This has, by now, become a tradition that nobody dares to question. But here someone is prepared to challenge such tradition, even to the point of refusing to comply to impositions. Money may be useful, or at times even necessary, but it must remain in the rank of servant. If it is allowed to dictate, yes, it will soon become a  dictator and cause havoc wherever people live and relate. The Gospel (Jesus) calls money “that tainted (dirty) thing”. It always tends to be God’s antagonist: “You cannot serve two masters…”

One wonders: “Is it right to impose quotas (fixed amounts) on a given community so that all “needs” for the occasion may be taken care of, when there is a special celebration ahead that concerns several parishes and communities?”

NO, IT IS NOT! No one in the Church is entitled to extort money from his brothers and sisters. It is not the Christian way! It is not the Gospel way! Prophet Ezechiel (Ch. 34) denounces and condemns shepherds who “fleece their flocks” in order to pander to their personal needs. But someone may object: “If we cannot impose quotas, we shall never be able to gather ENOUGH for a proper celebration”. But “how much” is ENOUGH for a celebration?

The first step in the right direction begins with making an appropriate, reasonable budgeting. The team in charge must try to make a budget that is realistic, respectful of people’s situation, modest, not extravagant. Contribution MAY be asked, encouraged, solicited, but NOT IMPOSED! Yes, every community should try to respond generously, but it should not be compelled to take up collections for weeks or even months during the MASS, and so reduce the Mass to a fund-raising activity! This would be an insult, a profanation of the Mass, contrary to all liturgical rules and to the teaching of the Church. Our Archbishop has repeatedly condemned this bad habit, but – I am afraid – without convincing people and priests, who continue to “overload the Mass with excessive demands for church collections” (Pastoral Exhortation, 2012).

If you happen to belong to a community that is small, you have to accept the fact that you are limited and poor. You do not have to worry, trying to build a large bank account, simply for the sake of feeling good or in order “to be like the others”! You can live with poverty and still feel at ease. Poverty is a Christian virtue, is it not? Jesus gave us a shining example.

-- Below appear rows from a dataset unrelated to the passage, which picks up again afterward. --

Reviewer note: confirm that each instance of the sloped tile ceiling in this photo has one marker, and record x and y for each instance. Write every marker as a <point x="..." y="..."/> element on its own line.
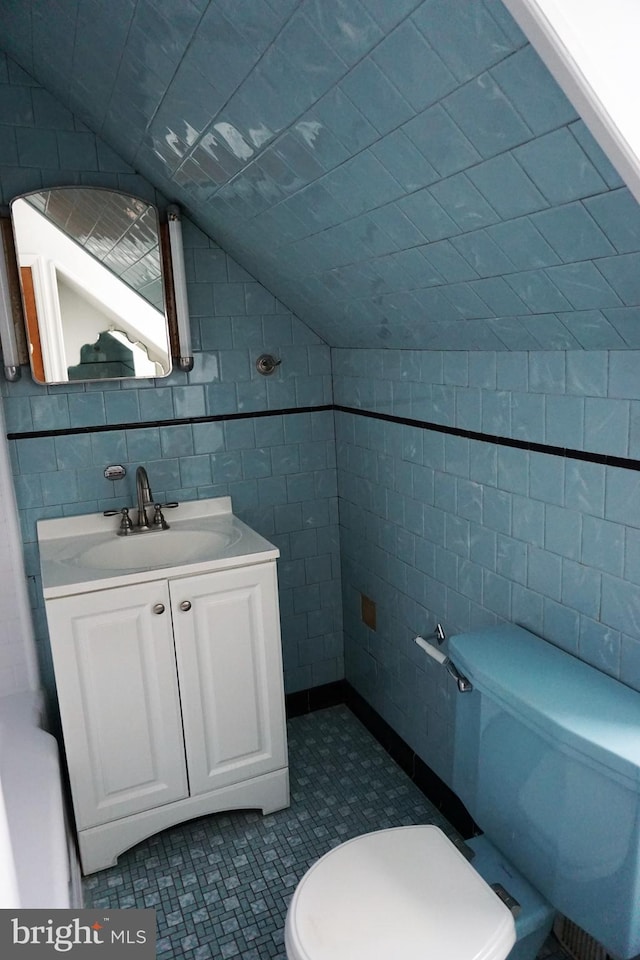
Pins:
<point x="399" y="173"/>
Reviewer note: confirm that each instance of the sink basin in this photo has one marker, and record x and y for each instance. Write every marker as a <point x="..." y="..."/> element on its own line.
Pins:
<point x="156" y="549"/>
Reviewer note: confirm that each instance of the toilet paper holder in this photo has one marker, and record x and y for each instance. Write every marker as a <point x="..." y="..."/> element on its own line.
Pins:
<point x="464" y="684"/>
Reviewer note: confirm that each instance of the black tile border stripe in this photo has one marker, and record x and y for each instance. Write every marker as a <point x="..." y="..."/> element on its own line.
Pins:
<point x="589" y="457"/>
<point x="184" y="421"/>
<point x="586" y="456"/>
<point x="434" y="789"/>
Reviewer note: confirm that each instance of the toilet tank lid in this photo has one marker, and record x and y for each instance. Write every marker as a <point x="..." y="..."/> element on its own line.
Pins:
<point x="563" y="696"/>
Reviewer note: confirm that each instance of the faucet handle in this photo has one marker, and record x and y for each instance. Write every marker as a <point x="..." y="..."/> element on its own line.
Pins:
<point x="158" y="520"/>
<point x="126" y="523"/>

If one day someone will come to you and say: “There is a special occasion coming up. Your community will have to contribute TWO MILLION Leones!” You may simply say: “Presently we do not have that money in the bank. Sorry, we cannot give you what we do not have. We shall certainly appeal to our community and take up one or two collections, and give you that amount… whatever it may be”. Why worry about what our brothers or sisters or other people WILL SAY about our failure to respond? Maybe the ‘organisers’ will have to further reduce the budget  and adapt it to the real, human situation of the people.

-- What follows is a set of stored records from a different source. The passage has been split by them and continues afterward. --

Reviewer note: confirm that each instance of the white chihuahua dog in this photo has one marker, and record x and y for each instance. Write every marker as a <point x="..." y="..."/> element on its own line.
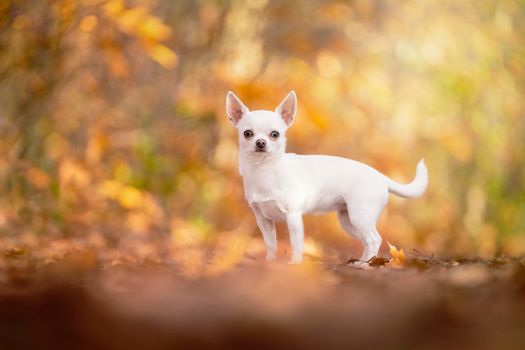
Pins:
<point x="283" y="186"/>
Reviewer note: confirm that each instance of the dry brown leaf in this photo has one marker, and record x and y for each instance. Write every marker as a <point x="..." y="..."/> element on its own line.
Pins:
<point x="398" y="256"/>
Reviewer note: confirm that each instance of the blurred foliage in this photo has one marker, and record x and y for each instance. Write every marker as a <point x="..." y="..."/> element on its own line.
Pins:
<point x="112" y="124"/>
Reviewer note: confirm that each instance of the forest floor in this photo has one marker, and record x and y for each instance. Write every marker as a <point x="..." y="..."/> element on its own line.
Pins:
<point x="82" y="299"/>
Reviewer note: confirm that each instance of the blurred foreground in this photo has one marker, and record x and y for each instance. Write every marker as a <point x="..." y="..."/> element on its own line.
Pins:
<point x="112" y="120"/>
<point x="85" y="301"/>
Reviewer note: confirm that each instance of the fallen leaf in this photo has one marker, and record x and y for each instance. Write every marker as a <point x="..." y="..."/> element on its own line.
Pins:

Is it a crime to be poor? Did Jesus condemn the poor widow for having contributed to the treasury of the temple so poorly: only a few pennies? On the contrary, Jesus praised her greatly and did say loudly she had GIVEN MORE than all the proud Pharisees with their fat wallets.

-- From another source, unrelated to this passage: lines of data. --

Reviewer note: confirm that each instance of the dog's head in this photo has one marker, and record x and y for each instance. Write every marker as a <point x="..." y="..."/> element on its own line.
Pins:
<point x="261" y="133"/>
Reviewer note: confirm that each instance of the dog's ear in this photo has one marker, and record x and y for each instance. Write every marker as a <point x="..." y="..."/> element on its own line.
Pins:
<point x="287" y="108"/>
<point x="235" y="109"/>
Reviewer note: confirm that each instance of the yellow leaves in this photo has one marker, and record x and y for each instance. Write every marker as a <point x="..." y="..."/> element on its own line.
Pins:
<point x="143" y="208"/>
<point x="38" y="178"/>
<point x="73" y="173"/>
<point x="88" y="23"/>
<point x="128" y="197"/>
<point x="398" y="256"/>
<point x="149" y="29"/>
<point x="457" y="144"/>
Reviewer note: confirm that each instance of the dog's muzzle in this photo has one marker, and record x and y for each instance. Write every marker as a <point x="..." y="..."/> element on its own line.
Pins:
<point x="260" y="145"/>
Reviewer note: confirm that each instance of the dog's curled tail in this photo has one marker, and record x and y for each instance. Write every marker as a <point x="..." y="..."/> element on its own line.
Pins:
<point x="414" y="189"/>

The Catechism of the Catholic Church (CCC), at n. 2043, when dealing with the 5th Precept of the Church (“You shall help to provide for the material needs of the Church”), says that the faithful have the duty to provide for the material needs of the Church “EACH ACCORDING TO HIS OWN ABILITIES” This is the spirit and the letter of the law!  In the Catholic Church extortion of any kind is banned, because it is against the Gospel. What must prevail is humanity, understanding, simplicity, respect, good sense… and generosity, of course. Not forgetting that God looks to the heart, not to appearances.